I have to admit that I’m a little more at home speaking words than writing them. ( I have delivered far more words in my life in speeches and sermons than in my writing.)
But I see the advantage in writing as a way of organizing my thinking and forcing my ideas into more coherent phrasings. (Even though I find it a struggle, I find that writing helps me critique my ideas as I go and therefore helps me work toward clarity and focus in communicating my ideas.)
I also like writing because I can use brackets as I communicate. (Was that already obvious?)
The reason I like brackets is that they (brackets) let me improvise on what I’ve just said. (For instance, I can insert something else on the tailwind of my previous bloviating.) How handy is that? (I’ve just written twice as much without adding anything substantially different from the ideas I had already shared.)
In case you didn’t notice how clever I am, I just bracketed a bracket statement.
OK….. I know you are growing tired of this rather overdone satire on the benefits of bracket statements.
…….as I’m confident you think there is no point whatsoever to these paragraphs, let me hasten to make an observation or two. (or three) (or maybe four)
Life comes at us fast.
Sometimes we don’t understand what God is seeking to convey to us through our Bible study, our spiritual struggles and our life experiences.
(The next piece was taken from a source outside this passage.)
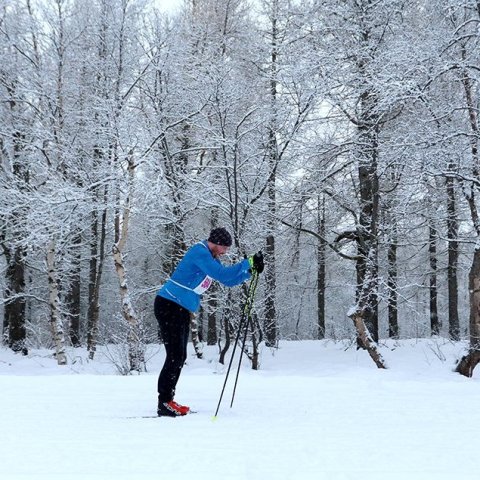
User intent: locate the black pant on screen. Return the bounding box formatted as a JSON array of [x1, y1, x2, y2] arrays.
[[154, 296, 190, 403]]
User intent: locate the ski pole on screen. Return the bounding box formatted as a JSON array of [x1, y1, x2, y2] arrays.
[[229, 272, 259, 408], [213, 271, 259, 418]]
But if we seek God’s will and keep our hearts and minds fixed on Him, He will often follow up with something to clarify and expand on His message to us.
In other words, be alert to what God says at first hearing. And then pay attention to what He offers in His bracketed elaboration statements which follow His initial words.
One of the most striking examples I think of is the intent of God in the Old Testament. God had some powerful things to say through the Law and the Prophets in the Hebrew Bible.
But read again, Matthew 5:17 “Do not think that I have come to abolish the Law or the Prophets; I have not come to abolish them but to fulfill them.” Jesus is the bracket elaboration of what God is saying in the Law and Prophets.
When you think about it, the parables of Jesus are groupings of teachings set alongside what He had already said in other words. The very meaning of the word parable is to state one thing alongside another. The narratives of Jesus in parable form are clarifications and elaboration of His previous teaching on the same theme.
So keep a keen eye out for God’s after statements. (His bracketed elaborations.)
For often, this is where the real understanding of God and His agenda can be discerned.